Step by step solution

01

Understanding Alpha Decay

In alpha decay, an alpha particle, which is essentially a helium nucleus with 2 protons and 2 neutrons, is emitted from the parent nucleus. This reduces the mass number by 4 and the atomic number by 2.
02

Alpha Decay of Plutonium-239

Considering the alpha decay of \(^{239}_{94}Pu\), the emitted alpha particle is \(^{4}_{2}He\). Therefore, the resulting nuclide is calculated as follows:\[\begin{align*}A_f &= A_i - 4 = 239 - 4 = 235\Z_f &= Z_i - 2 = 94 - 2 = 92\end{align*}\]The product is \(^{235}_{92}U\) (Uranium-235).
03

Understanding Beta Minus Decay

In beta minus decay, a neutron is converted into a proton, and a beta particle (electron) is emitted. This increases the atomic number by 1, while the mass number remains unchanged.
04

Beta Minus Decay of Sodium-24

During the \(\beta^-\) decay of \(^{24}_{11}Na\), the atomic number increases by 1. Thus, the resulting nuclide is:\[\begin{align*}A_f &= A_i = 24\Z_f &= Z_i + 1 = 11 + 1 = 12\end{align*}\]The product is \(^{24}_{12}Mg\) (Magnesium-24).
05

Understanding Beta Plus Decay

In beta plus decay, a proton is converted into a neutron, and a positron is emitted.
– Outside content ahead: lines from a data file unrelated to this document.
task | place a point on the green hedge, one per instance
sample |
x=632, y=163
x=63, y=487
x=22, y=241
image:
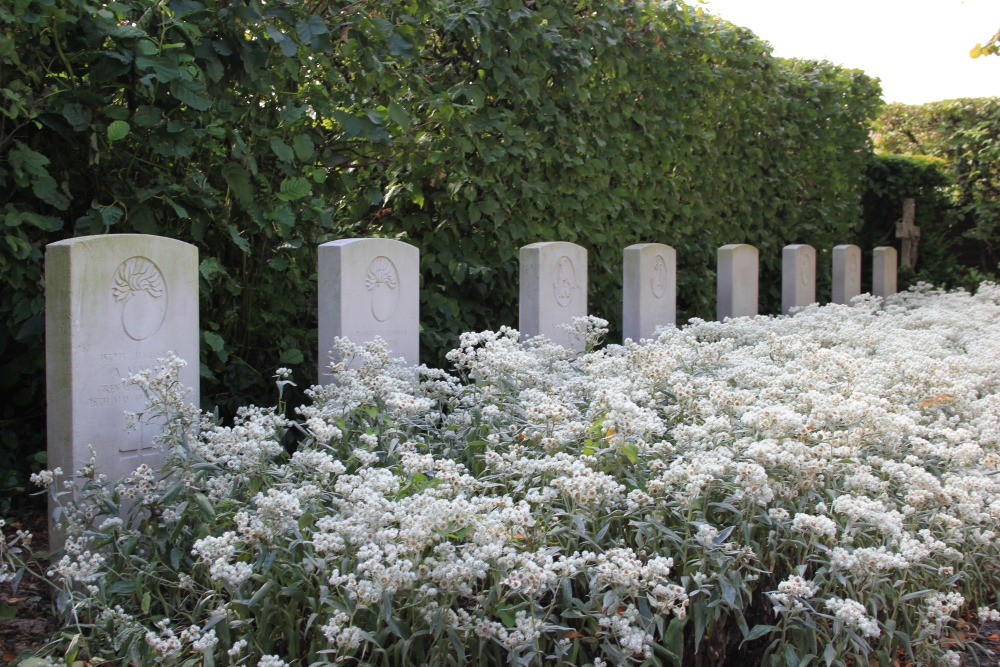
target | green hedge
x=259, y=130
x=893, y=178
x=964, y=134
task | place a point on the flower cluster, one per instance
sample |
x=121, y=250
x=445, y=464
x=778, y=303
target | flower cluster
x=581, y=506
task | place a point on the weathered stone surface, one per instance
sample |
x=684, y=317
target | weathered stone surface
x=884, y=271
x=798, y=276
x=369, y=288
x=114, y=305
x=846, y=273
x=649, y=295
x=737, y=281
x=553, y=290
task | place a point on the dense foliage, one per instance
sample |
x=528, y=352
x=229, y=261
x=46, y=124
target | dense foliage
x=259, y=130
x=893, y=178
x=965, y=135
x=818, y=489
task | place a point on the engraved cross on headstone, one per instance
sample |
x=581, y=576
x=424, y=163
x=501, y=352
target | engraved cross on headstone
x=909, y=233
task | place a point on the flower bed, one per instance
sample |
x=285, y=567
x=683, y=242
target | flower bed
x=821, y=485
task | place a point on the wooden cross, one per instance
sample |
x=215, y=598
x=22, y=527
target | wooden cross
x=909, y=233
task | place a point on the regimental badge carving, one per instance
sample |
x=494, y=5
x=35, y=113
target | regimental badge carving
x=382, y=283
x=805, y=273
x=140, y=291
x=565, y=285
x=853, y=262
x=658, y=281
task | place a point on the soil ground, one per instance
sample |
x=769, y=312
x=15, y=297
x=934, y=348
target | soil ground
x=27, y=618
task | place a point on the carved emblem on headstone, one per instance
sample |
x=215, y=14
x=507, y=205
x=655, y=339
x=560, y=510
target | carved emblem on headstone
x=805, y=274
x=659, y=280
x=565, y=283
x=382, y=283
x=141, y=293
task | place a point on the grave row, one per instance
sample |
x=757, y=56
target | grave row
x=117, y=303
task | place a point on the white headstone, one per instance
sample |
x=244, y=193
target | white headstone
x=369, y=288
x=846, y=273
x=553, y=278
x=798, y=276
x=884, y=267
x=114, y=305
x=649, y=297
x=737, y=281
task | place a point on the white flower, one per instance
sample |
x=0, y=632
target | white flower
x=271, y=661
x=853, y=615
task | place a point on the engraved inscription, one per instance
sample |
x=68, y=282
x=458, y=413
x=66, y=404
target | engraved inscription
x=140, y=293
x=565, y=284
x=113, y=396
x=659, y=279
x=382, y=283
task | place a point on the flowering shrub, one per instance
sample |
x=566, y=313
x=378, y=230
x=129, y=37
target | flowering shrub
x=821, y=487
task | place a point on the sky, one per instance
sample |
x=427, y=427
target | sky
x=919, y=49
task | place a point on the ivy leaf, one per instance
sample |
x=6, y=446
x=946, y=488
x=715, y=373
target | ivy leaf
x=147, y=116
x=286, y=43
x=310, y=28
x=241, y=242
x=398, y=115
x=77, y=116
x=238, y=181
x=399, y=46
x=304, y=147
x=282, y=150
x=294, y=188
x=353, y=126
x=118, y=130
x=191, y=93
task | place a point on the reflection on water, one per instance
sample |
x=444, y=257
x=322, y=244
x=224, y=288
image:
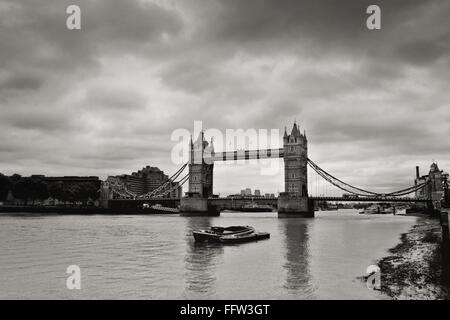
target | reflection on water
x=155, y=257
x=296, y=255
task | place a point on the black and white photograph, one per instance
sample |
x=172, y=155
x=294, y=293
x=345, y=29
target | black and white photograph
x=244, y=152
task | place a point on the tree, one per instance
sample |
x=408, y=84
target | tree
x=30, y=189
x=22, y=189
x=55, y=190
x=86, y=191
x=5, y=187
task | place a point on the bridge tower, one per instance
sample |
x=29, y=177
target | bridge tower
x=436, y=186
x=294, y=201
x=201, y=169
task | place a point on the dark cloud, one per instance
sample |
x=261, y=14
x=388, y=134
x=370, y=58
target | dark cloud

This decreases the atomic number by 1, while the mass number remains unchanged.
06

Beta Plus Decay of Oxygen-15

During the \(\beta^+\) decay of \(^{15}_{8}O\), the atomic number decreases by 1. Thus, the resulting nuclide is:\[\begin{align*}A_f &= A_i = 15\Z_f &= Z_i - 1 = 8 - 1 = 7\end{align*}\]The product is \(^{15}_{7}N\) (Nitrogen-15).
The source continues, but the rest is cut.